Si l’on en croit le président Macron, les Français sont toujours très attachés à la « bagnole », comme il dit, même s’ils seraient prêts à passer à l’électrique à condition de bénéficier de tarifs abordables à l’achat, d’une autonomie suffisante, et de bornes de recharge sur tout le territoire. La voiture reste indispensable dans les zones rurales, où les transports en commun sont souvent inexistants ou malaisés. Mais ils ne sont pas disposés à tout sacrifier pour un moyen de locomotion de plus en plus coûteux, surtout s’il vient en concurrence avec une conscience environnementale en progrès constant.
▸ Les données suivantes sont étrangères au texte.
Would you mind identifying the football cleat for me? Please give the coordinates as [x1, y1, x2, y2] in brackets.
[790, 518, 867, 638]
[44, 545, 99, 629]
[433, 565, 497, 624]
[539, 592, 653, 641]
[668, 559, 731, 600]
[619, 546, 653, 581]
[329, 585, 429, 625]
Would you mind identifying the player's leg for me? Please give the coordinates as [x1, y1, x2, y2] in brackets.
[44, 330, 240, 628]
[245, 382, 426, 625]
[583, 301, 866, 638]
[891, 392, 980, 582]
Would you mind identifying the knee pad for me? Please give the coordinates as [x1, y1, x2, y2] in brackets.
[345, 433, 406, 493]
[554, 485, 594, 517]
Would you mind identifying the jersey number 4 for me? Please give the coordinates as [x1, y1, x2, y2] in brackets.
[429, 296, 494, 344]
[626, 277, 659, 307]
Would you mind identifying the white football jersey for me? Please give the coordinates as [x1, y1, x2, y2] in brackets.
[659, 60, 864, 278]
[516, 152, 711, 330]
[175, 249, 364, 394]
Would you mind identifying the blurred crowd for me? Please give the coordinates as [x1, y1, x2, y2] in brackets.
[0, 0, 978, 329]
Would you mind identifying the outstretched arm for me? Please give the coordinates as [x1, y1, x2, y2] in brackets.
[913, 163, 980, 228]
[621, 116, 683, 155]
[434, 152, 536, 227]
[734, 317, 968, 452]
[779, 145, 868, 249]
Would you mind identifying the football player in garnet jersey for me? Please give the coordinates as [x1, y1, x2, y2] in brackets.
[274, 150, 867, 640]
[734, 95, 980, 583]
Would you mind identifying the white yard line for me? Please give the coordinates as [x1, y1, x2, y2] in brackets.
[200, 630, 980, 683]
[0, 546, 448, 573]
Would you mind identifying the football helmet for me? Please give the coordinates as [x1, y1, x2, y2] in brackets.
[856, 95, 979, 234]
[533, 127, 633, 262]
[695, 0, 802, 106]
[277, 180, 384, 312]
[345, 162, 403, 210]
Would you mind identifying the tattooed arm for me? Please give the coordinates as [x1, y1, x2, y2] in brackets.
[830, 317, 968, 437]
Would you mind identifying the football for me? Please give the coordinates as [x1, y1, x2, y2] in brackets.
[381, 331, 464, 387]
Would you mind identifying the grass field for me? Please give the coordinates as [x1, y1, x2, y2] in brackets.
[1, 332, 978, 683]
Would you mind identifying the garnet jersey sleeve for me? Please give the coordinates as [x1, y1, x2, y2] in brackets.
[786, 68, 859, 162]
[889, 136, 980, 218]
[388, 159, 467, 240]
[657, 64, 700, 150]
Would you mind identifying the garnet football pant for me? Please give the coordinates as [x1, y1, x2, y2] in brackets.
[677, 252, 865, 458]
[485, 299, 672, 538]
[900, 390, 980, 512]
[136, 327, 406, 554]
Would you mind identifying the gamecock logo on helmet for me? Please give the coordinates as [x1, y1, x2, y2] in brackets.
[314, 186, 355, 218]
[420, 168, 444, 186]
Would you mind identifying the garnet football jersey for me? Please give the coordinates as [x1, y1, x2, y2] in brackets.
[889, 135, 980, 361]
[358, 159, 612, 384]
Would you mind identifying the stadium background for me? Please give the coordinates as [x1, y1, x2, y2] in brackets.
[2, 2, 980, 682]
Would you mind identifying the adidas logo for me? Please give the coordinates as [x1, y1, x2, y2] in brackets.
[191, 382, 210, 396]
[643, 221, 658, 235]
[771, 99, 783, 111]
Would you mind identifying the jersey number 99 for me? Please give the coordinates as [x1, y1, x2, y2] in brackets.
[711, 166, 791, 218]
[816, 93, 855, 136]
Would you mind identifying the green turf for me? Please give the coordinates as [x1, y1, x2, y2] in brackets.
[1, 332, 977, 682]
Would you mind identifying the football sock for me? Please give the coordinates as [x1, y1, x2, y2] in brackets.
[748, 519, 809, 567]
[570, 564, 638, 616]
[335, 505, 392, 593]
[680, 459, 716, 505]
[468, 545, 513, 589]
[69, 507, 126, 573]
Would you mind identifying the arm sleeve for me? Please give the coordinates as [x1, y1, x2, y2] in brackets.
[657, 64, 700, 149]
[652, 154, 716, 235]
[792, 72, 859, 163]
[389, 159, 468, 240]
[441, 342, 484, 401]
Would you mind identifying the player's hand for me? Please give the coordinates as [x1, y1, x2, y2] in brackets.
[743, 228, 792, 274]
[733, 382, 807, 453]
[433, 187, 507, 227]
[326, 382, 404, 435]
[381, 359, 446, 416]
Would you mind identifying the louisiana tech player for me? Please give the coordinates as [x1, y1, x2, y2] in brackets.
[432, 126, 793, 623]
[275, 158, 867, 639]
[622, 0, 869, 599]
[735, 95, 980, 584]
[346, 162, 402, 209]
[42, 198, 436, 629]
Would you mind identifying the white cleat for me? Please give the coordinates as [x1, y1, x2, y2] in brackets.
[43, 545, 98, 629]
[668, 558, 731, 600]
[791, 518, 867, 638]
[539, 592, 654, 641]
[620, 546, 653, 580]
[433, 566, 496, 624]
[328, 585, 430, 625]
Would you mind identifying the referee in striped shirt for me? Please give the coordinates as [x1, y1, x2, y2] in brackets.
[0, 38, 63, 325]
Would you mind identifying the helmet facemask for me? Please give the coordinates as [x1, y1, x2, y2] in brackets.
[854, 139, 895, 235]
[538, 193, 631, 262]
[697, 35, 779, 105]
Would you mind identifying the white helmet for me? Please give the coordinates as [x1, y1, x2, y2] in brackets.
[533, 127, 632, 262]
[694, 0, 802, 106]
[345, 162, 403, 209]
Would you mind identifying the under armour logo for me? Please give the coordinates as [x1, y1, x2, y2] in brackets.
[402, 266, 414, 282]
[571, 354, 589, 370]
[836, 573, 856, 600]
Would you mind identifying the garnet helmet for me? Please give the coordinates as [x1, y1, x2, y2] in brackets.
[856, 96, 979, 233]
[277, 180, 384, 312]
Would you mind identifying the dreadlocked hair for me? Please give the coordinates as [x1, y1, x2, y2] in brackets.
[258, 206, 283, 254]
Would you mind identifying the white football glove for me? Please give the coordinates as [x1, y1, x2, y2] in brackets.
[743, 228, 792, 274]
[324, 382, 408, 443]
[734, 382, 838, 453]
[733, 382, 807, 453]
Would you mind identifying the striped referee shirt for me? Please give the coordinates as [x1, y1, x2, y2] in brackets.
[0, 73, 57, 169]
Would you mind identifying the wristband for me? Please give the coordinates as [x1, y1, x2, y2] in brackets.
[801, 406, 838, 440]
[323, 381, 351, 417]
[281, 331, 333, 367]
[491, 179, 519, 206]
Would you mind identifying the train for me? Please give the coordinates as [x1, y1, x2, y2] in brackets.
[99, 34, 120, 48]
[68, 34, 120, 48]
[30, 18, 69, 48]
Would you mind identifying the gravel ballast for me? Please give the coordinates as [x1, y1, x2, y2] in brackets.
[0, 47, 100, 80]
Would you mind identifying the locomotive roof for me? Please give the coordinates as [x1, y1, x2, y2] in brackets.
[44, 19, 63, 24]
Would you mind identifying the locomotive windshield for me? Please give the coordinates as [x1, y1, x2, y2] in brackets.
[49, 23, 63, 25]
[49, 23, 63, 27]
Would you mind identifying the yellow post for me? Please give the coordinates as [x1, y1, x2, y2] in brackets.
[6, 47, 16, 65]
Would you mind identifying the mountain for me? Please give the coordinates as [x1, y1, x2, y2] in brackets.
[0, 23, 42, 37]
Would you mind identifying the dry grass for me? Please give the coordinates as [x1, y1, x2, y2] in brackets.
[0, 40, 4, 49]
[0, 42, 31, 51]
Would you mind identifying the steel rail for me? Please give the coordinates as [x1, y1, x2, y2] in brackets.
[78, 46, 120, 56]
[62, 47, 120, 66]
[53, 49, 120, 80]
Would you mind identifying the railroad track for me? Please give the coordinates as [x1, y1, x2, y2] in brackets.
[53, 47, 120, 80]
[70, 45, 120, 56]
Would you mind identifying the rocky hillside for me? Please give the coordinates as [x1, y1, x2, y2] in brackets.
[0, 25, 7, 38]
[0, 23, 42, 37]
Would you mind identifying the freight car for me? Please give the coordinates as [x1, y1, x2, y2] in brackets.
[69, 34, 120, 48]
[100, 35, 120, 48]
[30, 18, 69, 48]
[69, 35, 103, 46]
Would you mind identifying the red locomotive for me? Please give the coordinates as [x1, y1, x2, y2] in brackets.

C’est ainsi qu’une nouvelle manifestation va avoir lieu ce week-end pour s’opposer au projet d’autoroute A69 qui doit relier Castres à Toulouse et qui va contribuer à la bétonisation du département, pour un gain de temps certes appréciable, mais au prix d’un péage relativement élevé. La population est partagée sur l’intérêt du projet, mais les résultats des sondages d’opinion sont variables selon les commanditaires des études, favorables au projet si c’est la société du concessionnaire, défavorables si ce sont les opposants. Même blocage concernant l’impact environnemental du projet. Même l’Autorité environnementale, rattachée au ministère de la Transition écologique, considère ce projet comme anachronique au moment où l’on cherche à baisser les émissions de gaz à effet de serre, de lutter contre le réchauffement climatique et de diminuer la pollution de l’air. Alors que le ministre des Transports, Clément Beaune, semble s’accommoder fort bien de ces nuisances, que le concessionnaire présente comme inévitables.

C’est bien un peu ces enjeux de société qui sont au cœur des choix que sont appelés à faire ceux qui nous gouvernent. Faut-il continuer coûte que coûte à construire toujours plus d’autoroutes, qui plus est en faisant appel à des concessionnaires à but lucratif qui se payent ensuite « sur la bête » avec des tarifs élevés, voire exorbitants ? Ce conflit, qui s’exprime au travers de manifestations plus ou moins massives, montre aussi le décalage évident entre les aspirations des populations et les élus supposés les représenter. 900 élus du Tarn ont signé une pétition en faveur de l’autoroute, également soutenue par la présidente PS de la région Occitanie, qui espèrent un désenclavement de leur département et la création de nouveaux emplois, sur le chantier d’abord, puis induits par un développement économique global. On sait malheureusement que rien n’est automatique en la matière, comme le souligne l’institut national universitaire d’Albi. Les opposants ont déjà formulé un nouveau recours en septembre, et ils réclament un référendum sur la question. Ça aussi, c’est dans l’air du temps, mais pour l’instant, rien ne bouge.